Table 7 below shows the sample sizes for the exposure and control groups for each of the contributing studies for a design with unequal sample size across the contributing studies. This particular design was chosen as a relatively extreme case. As can be seen, the average sample size across the two groups was maintained at 100 to allow comparison of the simulation results with the equal sample size scenarios of Fig. 4.

Table 7 Sample sizes for simulation of unequal sample size designs

Table 8 below shows the results of the simulation for a heterogeneity values of τ2 = 0 and τ2 = 0.8, Event (“disease”) Probability of 0.05, and Sample Size (individual study arm average) = 100, at the same five levels of Relative Risk as used above.
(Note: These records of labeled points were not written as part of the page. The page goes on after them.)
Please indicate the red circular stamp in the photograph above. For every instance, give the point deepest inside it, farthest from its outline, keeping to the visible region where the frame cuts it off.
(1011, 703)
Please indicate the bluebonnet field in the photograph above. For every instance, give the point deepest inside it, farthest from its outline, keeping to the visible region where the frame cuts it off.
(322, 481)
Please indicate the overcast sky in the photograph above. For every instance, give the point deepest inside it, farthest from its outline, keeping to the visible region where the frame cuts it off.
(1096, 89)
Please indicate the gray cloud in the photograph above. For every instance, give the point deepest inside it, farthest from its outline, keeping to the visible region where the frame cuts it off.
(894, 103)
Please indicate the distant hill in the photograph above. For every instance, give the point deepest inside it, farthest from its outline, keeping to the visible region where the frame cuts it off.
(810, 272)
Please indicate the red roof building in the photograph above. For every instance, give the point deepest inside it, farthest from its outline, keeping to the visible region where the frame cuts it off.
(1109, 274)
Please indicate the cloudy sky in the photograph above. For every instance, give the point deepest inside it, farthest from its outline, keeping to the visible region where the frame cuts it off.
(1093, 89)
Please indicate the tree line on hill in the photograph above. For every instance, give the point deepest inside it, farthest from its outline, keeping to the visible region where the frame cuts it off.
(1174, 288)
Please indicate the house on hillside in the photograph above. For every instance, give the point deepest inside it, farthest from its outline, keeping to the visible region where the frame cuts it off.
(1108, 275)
The simulation run consisted of 10,000 replications as in Fig. 4.

Table 8 Power (%) for the unbalanced design of Table 7 τ2 (heterogeneity) equal to 0 and to 0.8; Event probability = 0.05; Number of studies equal to 10; Sample size (avg. per individual study arm) equal to 100

Most importantly, at a heterogeneity level of 0.8, the EBT Technique was superior at protecting the pre-specified level of Type I Error relative to the DL technique.
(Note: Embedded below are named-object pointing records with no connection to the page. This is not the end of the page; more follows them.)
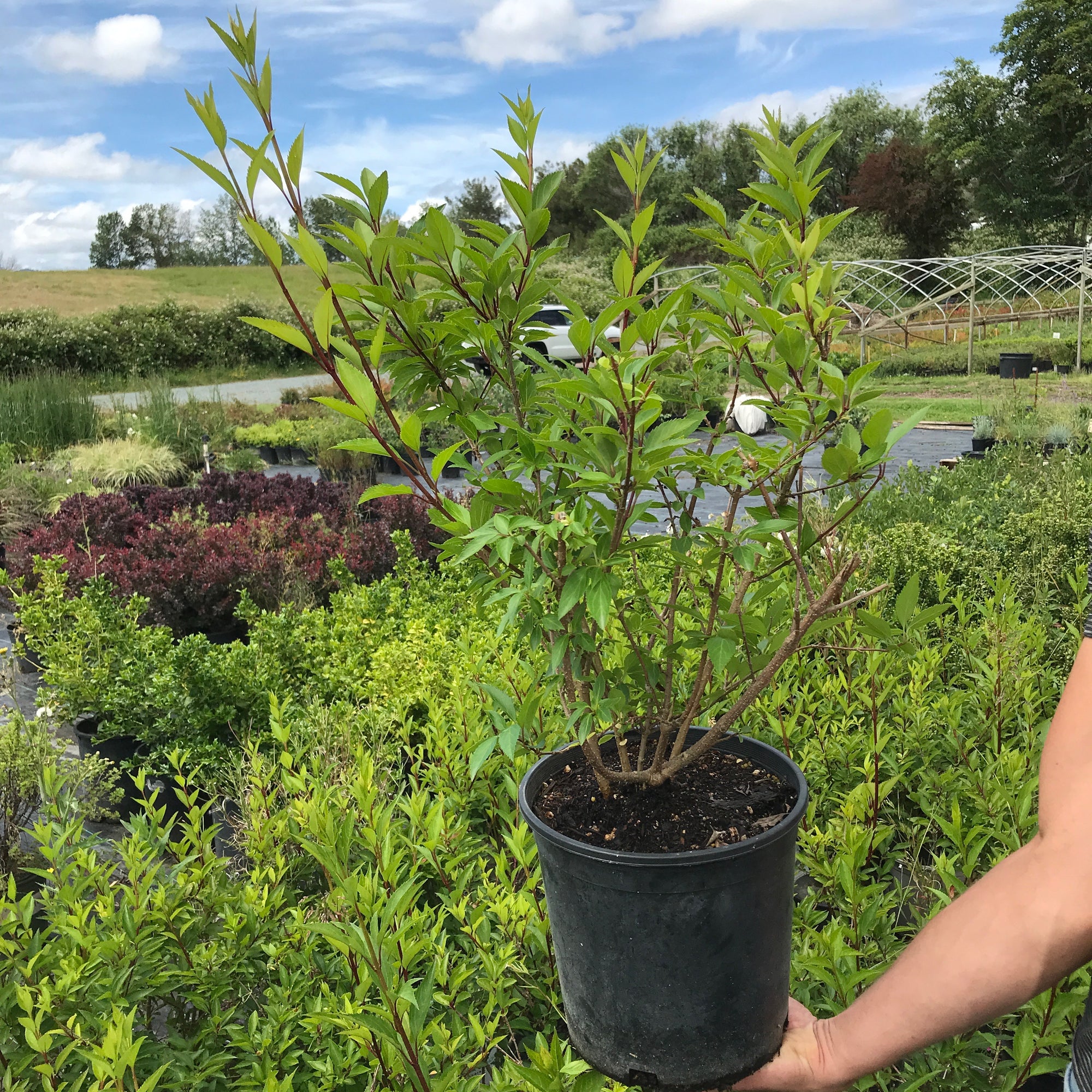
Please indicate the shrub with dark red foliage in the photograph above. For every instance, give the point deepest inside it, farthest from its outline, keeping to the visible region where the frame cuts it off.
(193, 552)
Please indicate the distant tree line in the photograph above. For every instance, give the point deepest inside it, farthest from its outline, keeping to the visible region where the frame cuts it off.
(159, 236)
(1008, 156)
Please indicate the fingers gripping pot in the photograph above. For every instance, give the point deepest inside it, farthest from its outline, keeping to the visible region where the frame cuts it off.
(674, 967)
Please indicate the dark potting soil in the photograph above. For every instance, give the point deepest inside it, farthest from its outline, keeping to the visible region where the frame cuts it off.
(717, 801)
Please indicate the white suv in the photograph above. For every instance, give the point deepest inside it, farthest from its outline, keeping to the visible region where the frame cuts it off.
(557, 345)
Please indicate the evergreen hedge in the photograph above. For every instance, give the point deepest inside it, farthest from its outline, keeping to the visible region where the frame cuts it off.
(143, 340)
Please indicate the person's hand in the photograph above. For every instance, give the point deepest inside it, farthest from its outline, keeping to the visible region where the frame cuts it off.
(803, 1064)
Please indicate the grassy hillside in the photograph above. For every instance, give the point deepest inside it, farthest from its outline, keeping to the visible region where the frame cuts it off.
(82, 292)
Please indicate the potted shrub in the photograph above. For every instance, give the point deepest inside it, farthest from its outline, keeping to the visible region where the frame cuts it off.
(1057, 438)
(651, 634)
(986, 433)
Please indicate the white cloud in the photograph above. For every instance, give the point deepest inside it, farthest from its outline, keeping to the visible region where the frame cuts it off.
(557, 31)
(540, 31)
(425, 82)
(78, 158)
(419, 209)
(60, 238)
(122, 50)
(790, 103)
(673, 19)
(428, 162)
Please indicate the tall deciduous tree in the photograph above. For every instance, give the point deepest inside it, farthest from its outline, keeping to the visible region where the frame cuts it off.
(109, 247)
(868, 124)
(479, 200)
(1023, 140)
(916, 192)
A clear finding of the Monte Carlo simulations common to both meta-analysis techniques studies is the apparent fruitlessness of searching for small effect sizes. Both the EBT and DL techniques are very poor at reliably finding statistically significant results until the relative risk approaches 2.0. While this finding does not directly bear on the issues studied in this report, it does serve as a cautionary tale to those who continue to try to tease out very small effects especially from sparse data.
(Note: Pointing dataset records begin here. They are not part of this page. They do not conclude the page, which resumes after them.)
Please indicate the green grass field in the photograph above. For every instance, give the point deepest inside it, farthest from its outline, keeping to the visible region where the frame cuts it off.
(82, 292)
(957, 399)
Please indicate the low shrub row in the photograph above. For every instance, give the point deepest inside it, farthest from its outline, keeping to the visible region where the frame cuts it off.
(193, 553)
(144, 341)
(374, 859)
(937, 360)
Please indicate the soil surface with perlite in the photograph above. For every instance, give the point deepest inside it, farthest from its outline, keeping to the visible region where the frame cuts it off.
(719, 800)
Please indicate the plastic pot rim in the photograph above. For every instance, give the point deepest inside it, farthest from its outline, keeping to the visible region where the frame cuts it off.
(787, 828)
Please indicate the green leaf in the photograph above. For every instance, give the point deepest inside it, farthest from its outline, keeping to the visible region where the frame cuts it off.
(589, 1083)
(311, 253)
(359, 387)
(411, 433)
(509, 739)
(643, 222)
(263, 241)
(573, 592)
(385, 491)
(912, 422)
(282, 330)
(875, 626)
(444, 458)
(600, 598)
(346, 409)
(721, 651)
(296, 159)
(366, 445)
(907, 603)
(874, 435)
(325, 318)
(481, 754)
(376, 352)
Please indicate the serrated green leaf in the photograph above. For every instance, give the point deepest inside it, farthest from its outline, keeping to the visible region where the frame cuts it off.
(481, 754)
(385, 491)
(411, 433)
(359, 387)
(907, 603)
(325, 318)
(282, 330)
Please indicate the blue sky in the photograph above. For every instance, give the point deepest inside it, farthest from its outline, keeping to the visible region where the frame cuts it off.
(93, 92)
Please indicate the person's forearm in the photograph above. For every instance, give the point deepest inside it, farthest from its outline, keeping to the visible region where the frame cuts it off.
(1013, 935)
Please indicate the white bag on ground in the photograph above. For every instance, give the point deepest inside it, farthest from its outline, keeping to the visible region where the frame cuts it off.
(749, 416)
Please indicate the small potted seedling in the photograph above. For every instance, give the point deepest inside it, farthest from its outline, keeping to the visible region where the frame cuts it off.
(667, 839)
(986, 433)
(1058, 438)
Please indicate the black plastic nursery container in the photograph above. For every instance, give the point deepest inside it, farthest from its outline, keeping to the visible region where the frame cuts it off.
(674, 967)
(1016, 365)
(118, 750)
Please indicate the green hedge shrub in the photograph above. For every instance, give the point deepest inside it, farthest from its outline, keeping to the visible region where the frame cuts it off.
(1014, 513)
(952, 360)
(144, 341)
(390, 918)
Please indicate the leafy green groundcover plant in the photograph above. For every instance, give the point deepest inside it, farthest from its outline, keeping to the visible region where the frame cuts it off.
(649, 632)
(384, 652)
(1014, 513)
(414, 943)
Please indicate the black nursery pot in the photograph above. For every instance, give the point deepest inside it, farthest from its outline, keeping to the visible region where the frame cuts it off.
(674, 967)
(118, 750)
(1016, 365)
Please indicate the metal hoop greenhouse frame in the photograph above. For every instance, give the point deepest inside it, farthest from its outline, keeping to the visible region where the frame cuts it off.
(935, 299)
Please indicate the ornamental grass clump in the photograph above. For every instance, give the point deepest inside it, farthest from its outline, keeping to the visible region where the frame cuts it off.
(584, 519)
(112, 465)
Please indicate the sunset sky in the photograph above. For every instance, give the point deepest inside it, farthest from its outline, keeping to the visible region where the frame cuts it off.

Results from the Monte Carlo simulations: effect size estimation

Figures 7 and 8 capture the basic findings for estimating the Effect Size.

Fig. 7

Effect size as function of relative risk and heterogeneity. A and B correspond to the EBT and DL methods respectively

Fig. 8

Semi-interquartile range as function of relative risk and heterogeneity. A and B correspond to the EBT and DL methods respectively

Again, only simulation scenarios in which the expected number of observed cases was greater than or equal to two were utilized. Since the effect of the number of studies contributing to the meta-analysis was small for this effect size estimation, results were averaged across this variable. As shown in Fig. 7, both methods were reasonably successful at estimating the levels of relative risk. However, both methods generally underestimated the relative risk for τ2 = 0 and overestimated it for τ2 = 0.4 and τ2 = 0.8. Finally, as shown in Fig.  8, the interquartile range for the DL method was considerably smaller than for the EBT method.